Les articles de Ronnie-Gilles LeBlanc et de Paul Delaney proposent des études de cas sur la reconstruction des déplacements familiaux survenus à l’époque de la Déportation. Afin d’analyser l’itinéraire des exilés, les deux auteurs utilisent une approche généalogique grâce aux travaux du chercheur Stephen A. White et de son Dictionnaire généalogique des familles acadiennes. Leurs articles permettent d’innovantes avancées à la recherche sur les déplacements et les parcours familiaux, donnant ainsi une importante visibilité à l’oeuvre de White. Alors que LeBlanc choisit l’étude des Acadiens de la région de Pigiguit, située près de la nouvelle colonie anglaise de Halifax et illustrant « […] bien les enjeux auxquels [ont] à faire face ces simples paysans dans un conflit opposant deux empires coloniaux […] » (p. 222-223), P. Delaney préfère le choix des Acadiens des régions de Chignectou et des Trois-Rivières qui représentent les premiers Acadiens arrêtés et les premiers Acadiens déportés (p. 247). Les auteurs présentent donc le drame de la dispersion et le trajet d’exil des familles demeurées en périphérie ou à l’intérieur des limites territoriales de la Nouvelle-Écosse, un sujet qui n’est pas vraiment nouveau en soi. Par contre, l’orientation qu’ils donnent à leurs études semble rafraîchissante. R.-G. LeBlanc identifie les problèmes et enjeux sociopolitiques auxquels font face les Acadiens avant la Déportation, surtout entre 1749 et 1755. Quant à lui, P. Delaney concentre son analyse sur les familles stratégiquement divisées dont les hommes se trouvent éloignés de leurs femmes et enfants. Il dévoile ainsi les stratégies entreprises par ces Acadiens déportés pour retrouver les membres de leur famille ou encore pour retourner sur les anciennes terres de l’Acadie.

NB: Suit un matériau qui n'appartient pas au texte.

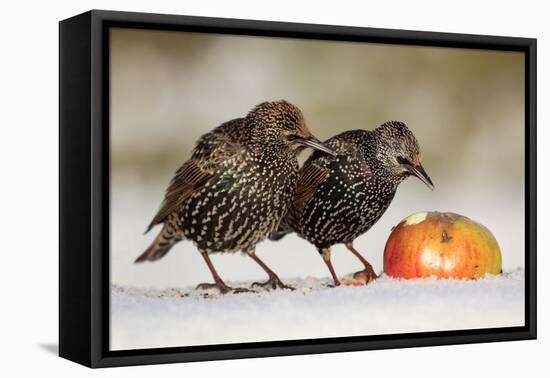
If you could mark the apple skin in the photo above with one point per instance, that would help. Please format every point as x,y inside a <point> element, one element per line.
<point>445,245</point>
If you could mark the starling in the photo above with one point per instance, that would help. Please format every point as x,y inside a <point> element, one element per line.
<point>338,198</point>
<point>234,190</point>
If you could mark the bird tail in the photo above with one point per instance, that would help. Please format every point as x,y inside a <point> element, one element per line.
<point>162,244</point>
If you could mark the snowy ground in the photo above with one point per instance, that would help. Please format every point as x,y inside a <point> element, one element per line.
<point>152,318</point>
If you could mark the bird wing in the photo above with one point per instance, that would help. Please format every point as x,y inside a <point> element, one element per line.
<point>211,150</point>
<point>312,176</point>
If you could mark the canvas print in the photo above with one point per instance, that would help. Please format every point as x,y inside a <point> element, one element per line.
<point>268,189</point>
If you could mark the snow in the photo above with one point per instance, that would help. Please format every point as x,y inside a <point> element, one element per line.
<point>152,318</point>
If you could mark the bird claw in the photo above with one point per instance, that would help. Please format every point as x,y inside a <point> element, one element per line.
<point>273,283</point>
<point>223,288</point>
<point>365,275</point>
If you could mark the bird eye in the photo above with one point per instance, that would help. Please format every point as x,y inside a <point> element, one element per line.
<point>404,161</point>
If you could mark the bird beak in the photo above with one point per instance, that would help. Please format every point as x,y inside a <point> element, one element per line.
<point>419,172</point>
<point>315,143</point>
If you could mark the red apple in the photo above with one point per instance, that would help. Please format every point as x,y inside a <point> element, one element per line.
<point>444,245</point>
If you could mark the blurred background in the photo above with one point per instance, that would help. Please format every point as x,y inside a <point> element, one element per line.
<point>466,107</point>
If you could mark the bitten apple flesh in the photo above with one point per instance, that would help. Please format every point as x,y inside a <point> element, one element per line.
<point>444,245</point>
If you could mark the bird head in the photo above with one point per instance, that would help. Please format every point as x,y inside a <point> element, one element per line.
<point>399,153</point>
<point>280,123</point>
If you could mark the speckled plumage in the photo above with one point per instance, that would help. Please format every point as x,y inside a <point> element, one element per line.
<point>236,187</point>
<point>339,198</point>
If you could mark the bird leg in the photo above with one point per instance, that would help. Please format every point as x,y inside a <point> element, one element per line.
<point>325,253</point>
<point>368,271</point>
<point>273,282</point>
<point>219,284</point>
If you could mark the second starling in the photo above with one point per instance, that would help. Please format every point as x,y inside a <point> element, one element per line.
<point>338,198</point>
<point>235,188</point>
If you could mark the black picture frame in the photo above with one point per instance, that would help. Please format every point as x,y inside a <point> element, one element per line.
<point>84,188</point>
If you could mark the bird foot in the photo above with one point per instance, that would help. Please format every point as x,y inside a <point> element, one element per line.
<point>366,275</point>
<point>223,288</point>
<point>273,283</point>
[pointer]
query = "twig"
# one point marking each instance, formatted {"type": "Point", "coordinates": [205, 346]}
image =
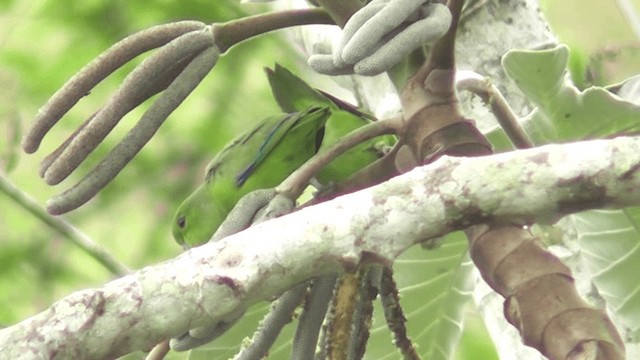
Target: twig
{"type": "Point", "coordinates": [69, 232]}
{"type": "Point", "coordinates": [142, 81]}
{"type": "Point", "coordinates": [490, 94]}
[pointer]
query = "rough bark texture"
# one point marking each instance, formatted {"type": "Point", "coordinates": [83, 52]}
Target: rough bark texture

En ce qui concerne l’approche préconisant la démographie historique, Stephen A. White dans son article « The True Number of the Acadians » (p. 21-56) présente une estimation critique et fort plausible de la population acadienne totale avant la Déportation de 1755. Pour ce faire, il utilise habilement les données incluses dans un document rédigé en 1758 par l’abbé de L’Isle-Dieu en France, Pierre de La Rue. S.A. White soumet le document en question à la critique, surtout par le biais du recensement de 1752 et par l’utilisation d’une technique d’estimation de la population fort documentée. Il conclut que le document – qui estime la population acadienne à 14 183 personnes – représente assez fidèlement la situation démographique de l’époque, que White évalue d’ailleurs à 14 100 habitants. Il relance ainsi le débat parmi ses pairs qui donnent comme population totale entre 11 000 et 19 000 Acadiens.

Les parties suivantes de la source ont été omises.